There has been over eighty riots throughout the history of Toronto, some of them quite large. This seemingly high number contradicts the idea of a peaceful and even dull “Toronto the Good,” and of Canada as a land of peace, order, and good governance, where differences have been negotiated through compromise, unlike our southern neighbours. Race, religion, political views, labour relations, social inequality, youth rebelliousness, have been the most common factors triggering these relatively short outburst of violence. In all of them, Toronto’s police forces have played a central role, as law and order enforcers, as violence instigators, or as passive bystanders. Toronto’s riot history is an important thread for weaving the story of its police forces, political rulers, inter-ethnic/racial relations, religious communities, and other significant historical agents.

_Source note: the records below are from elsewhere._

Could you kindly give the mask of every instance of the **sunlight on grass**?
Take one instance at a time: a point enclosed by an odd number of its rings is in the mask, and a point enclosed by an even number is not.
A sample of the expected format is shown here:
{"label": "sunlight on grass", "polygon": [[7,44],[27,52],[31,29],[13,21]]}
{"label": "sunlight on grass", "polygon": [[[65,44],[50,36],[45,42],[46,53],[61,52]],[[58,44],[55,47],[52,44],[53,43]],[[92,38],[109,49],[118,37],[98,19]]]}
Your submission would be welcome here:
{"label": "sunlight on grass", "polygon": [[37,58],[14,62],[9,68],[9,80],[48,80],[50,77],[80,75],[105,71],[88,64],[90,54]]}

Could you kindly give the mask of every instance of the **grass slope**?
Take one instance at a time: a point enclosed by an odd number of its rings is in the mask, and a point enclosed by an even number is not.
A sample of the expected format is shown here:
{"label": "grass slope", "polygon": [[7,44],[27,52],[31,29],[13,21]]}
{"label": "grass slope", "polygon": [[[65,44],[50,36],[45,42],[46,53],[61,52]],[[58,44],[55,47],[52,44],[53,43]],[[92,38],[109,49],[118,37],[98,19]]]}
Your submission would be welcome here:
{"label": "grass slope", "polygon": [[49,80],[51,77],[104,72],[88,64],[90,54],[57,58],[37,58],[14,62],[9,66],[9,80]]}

In 2016-17, HIST4530 students wrote about various riots in Toronto’s past, drawing from primary (i.e. newspapers and maps) and secondary source materials. The assignment asked for them to write for a public history audience, which required them to write clearly and succinctly, and summarize complex ideas into simplified yet nuanced short texts. Gilberto Fernandes, the course instructor, then edited and built on the students’ work, and created a digital map and timeline using Omeka/ Neatline, called Toronto the Bad: A Riots Map and Timeline.
This assignment will be repeated in 2017-18. The incoming HIST4530 students’ work will feed into this digital resource, which remains a work in progress.
This work is also featured in Myseum of Toronto‘s mobile application.